Defining our design language system

We created a Design Language System (DLS) XD document with usage rules, variable states, and interaction behaviors for each component. The DLS also included specs, properties, and assets, provided to the development team for implementation. The DLS was also shared with all of the designers, so they can use it as they are designing their system interfaces. Below are screenshots of some components from our DLS document. You can click on each thumbnail to expand.




React storybook becomes our single source of truth

Once we defined our design system, we begin to populate the React Storybook, working with the development team to define configuration options, responsiveness, and interaction behaviors.
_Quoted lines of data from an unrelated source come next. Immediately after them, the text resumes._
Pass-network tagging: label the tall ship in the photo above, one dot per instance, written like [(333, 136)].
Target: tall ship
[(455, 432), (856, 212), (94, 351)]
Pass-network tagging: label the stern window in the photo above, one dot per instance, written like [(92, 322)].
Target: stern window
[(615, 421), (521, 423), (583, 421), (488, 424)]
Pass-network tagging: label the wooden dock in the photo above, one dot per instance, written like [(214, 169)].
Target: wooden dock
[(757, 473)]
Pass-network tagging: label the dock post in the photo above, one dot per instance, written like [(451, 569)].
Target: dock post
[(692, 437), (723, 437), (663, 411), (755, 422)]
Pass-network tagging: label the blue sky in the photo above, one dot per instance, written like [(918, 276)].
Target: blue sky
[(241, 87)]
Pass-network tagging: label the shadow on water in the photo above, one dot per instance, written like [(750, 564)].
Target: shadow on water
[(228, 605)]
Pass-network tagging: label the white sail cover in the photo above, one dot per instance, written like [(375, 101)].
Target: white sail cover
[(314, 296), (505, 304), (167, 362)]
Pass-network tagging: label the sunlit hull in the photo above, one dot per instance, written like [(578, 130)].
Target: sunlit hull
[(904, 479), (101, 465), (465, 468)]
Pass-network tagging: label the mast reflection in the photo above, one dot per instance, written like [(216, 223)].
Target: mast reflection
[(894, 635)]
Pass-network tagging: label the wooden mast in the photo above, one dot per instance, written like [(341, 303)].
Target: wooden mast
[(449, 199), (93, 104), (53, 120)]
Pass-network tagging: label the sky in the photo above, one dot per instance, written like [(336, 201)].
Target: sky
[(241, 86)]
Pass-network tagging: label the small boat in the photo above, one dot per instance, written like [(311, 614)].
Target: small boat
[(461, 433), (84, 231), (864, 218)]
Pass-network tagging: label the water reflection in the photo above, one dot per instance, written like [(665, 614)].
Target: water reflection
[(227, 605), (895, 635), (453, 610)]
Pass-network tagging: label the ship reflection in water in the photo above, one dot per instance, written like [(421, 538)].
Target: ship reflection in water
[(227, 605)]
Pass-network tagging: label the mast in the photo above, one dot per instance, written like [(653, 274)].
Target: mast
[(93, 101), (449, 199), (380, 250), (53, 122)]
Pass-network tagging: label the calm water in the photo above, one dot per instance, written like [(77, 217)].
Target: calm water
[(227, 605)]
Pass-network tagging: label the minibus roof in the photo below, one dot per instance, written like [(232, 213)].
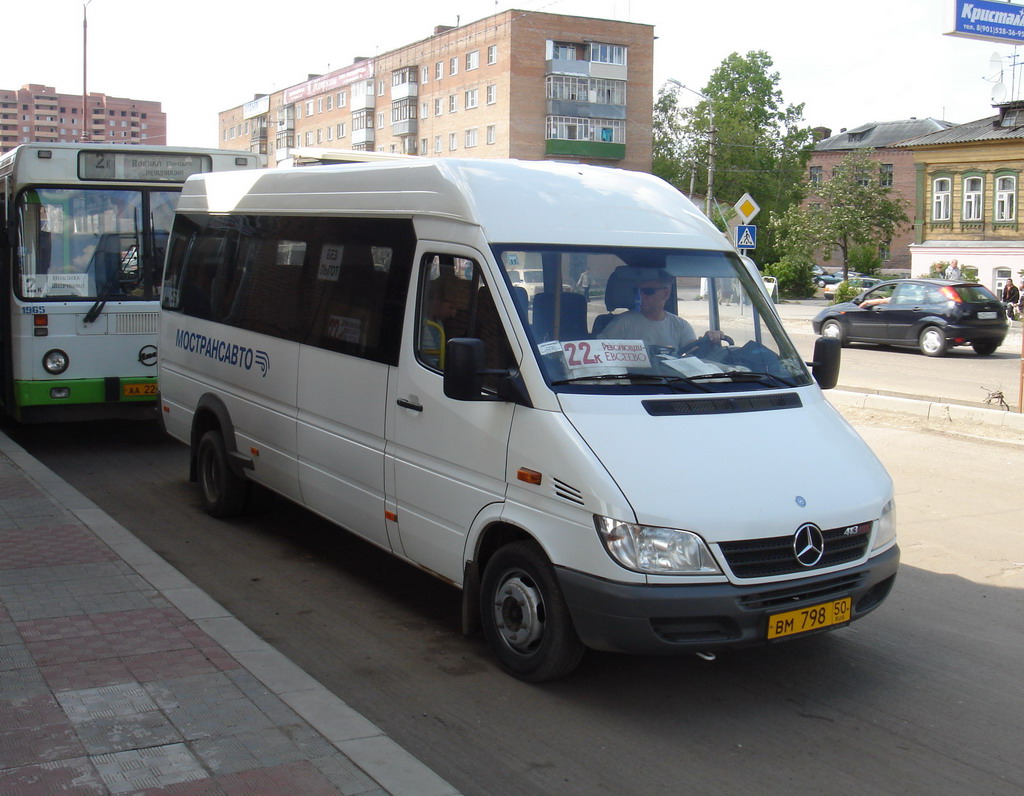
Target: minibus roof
[(512, 201)]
Shared open-source and community-based component library

A list of our components is displayed, with an interactive preview of the component, and a properties panel that allows configuration options, automated testing, and other information about the component.


Component variables

The various states and permutations of a single component is encapsulated within each component folder, making it clear to the user the multiple options that would best be tailored to the contextual use case and designer needs. In this example, a dialog has many different permutations and states.






Accessibility automation

The storybook is able to automate accessibility checks for the individual component, giving designers guidance on how to optimize and ensure ADA compliancy. At times, a component may be configured, so this functionality helps to ensure appropriate guidelines are followed and met. The screenshot below displays how this particular component violates and passes accessibility compliance.



Testing automation

There are integrated criteria the development team will build into the storybook to ensure components comply with the interaction behaviors and heuristic rules. The screenshot below displays how this particular component passes the criteria.


How it all came together

There is now a sense of harmony and brand consistency in all of the tools in our product offering. We were able to provide a central hub to access the tools and ensure uniformity in all of the interfaces. As displayed in the screenshots below, there are now shared components like: navigation bar, logo, text, buttons, links, colors, menus and lists, tables, and icons. Just observing some of our products from a high-level displays an apparent improvement and professionalism. You can click on each thumbnail to expand.



Summary

Some tools were deemed redundant and were eliminated. Some functions were duplicative and eliminated or streamlined. Features were positioned appropriately in the right places. Some tools were integrated as functions of another tool. We did quite a major overhaul to simplify, minimize, and unify. We transitioned all varying code languages to React, eliminating duplicate code, and ensuring ease in maintenance and reuse across all tools for our developers. Designers now have templates to build their design from. Creating and updating tools will be efficient. One company, one brand, one voice, and one style.


About the author

Sean Lazo is a Principal UX Designer at [24]7.ai who leads the inception, assembly, and design of [24]7.ai Conversations, an industry-leading omni-channel AI chatbot SAAS platform. His passions are DesignOps, detailed design, research, and human relations.